Ainsi tout le contentieux de la contrefaçon s'en trouve désormais soumis à des TGI spécialisés. Certains s'en félicitent pour des soucis d'harmonisation de jurisprudence et de spécialisation des magistrats au regard de la technicité des matières abordées. Je considère également que cela est dans son principe une bonne chose.


Toutefois à ma connaissance aucune concertation n'a été faite pour déterminer quelles seraient les juridictions compétentes. Il existe déjà actuellement 7 TGI compétents en matière de brevets, dont Strasbourg. Il serait regrettable et préjudiciable que l'on se retrouve avec encore moins de juridictions et que le TGI de Strasbourg ne soit plus compétent pour traiter ces matières importantes dans notre pratique quotidienne et pour l'économie locale. D'après les informations que j'ai pu obtenir, il n'y aurait guère plus que 2 à 3 TGI compétents dans toute la France ! Cela me semble invraisemblablement insuffisant. Si je conçois qu'effectivement les deux dernières matières précitées sont difficiles et techniques et qu'elles nécessitent peut être davantage de formation pour les magistrats appelés à en connaître, cela n'est pas le cas pour les autres matières. Rien ne justifie donc de restreindre toutes ces matières à 2-3 TGI et à supprimer le cas échéant la compétence de Strasbourg.


Un décret va par ailleurs déterminer le siège et le ressort des tribunaux compétents en matière de contentieux des actions en matière de dessins ou modèles communautaires, . Cette disposition est issue de la transposition de l 'article 80 du règlement (CE) 6/2002 du Conseil, du 12 décembre 2001, sur les dessins ou modèles communautaires, qui prévoit que chaque état membre doit désigner un nombre aussi limité que possible de juridictions de 1ère et 2è instance.
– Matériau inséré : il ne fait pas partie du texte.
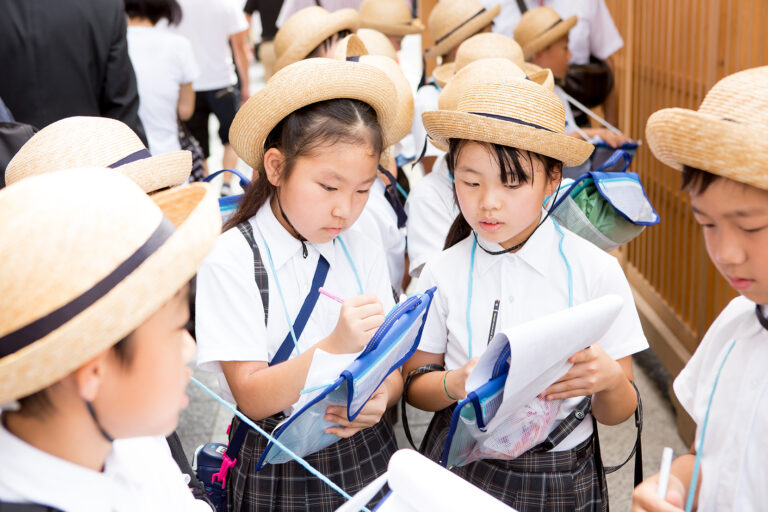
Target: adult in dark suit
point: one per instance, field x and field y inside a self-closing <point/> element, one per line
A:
<point x="61" y="58"/>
Est crée à cet effet un article L. 211-11-1du Code de l'organisation judiciaire. Précédemment pour le contentieux des marques communautaires, la France a désigné le seul TGI de Paris, alors que le texte l'obligeait seulement à désigner de la même façon un nombre aussi limité que possible de juridictions. Il est donc à craindre qu'elle en fera de même pour cette matière. Un nombre aussi limité ne veut pas dire un seul TGI. De plus en plus d'entreprises déposent des marques et des dessins ou modèles communautaires. C'est ainsi un très important contentieux qui irait exclusivement à Paris.


Pourquoi ne pas prévoir plus simplement un nombre peut être plus restreint de juridictions en France pour traiter globalement du contentieux de la propriété intellectuelle, comprenant le contentieux relatif aux titres d'origine communautaire, mais suffisant pour le répartir équitablement sur tout le territoire. Les 7 TGI spécialisés existants pourraient ainsi fort logiquement être désignés comme tels.


A ce jour aucun texte règlementaire n'a été pris en application de cette loi. C'est donc le moment ou jamais pour agir.


Certains de nos élus locaux se sont montrés particulièrement sensibles au rôle que Strasbourg doit continuer à jouer dans le domaine de la propriété intellectuelle.


Ils se sont également battus pour que le IEEPI (Institut Européen d'enseignement de la propriété industrielle) soit implanté à Strasbourg. Nous avons aussi à Strasbourg le CEIPI. De quoi aurions nous alors l'air si Strasbourg n'était même plus compétente pour le contentieux général de la propriété intellectuelle ! Certains élus se sont manifestés auprès de la Chancellerie et je tiens à les remercier chaleureusement.


J'ai tenté d'associer également à ma démarche tous les autres confrères spécialisés du barreau de Strasbourg et les conseils en propriété industrielle. Quelques avocats m'ont apporté leur soutien.


Il ne reste plus qu'à attendre les décrets et ...d'espérer.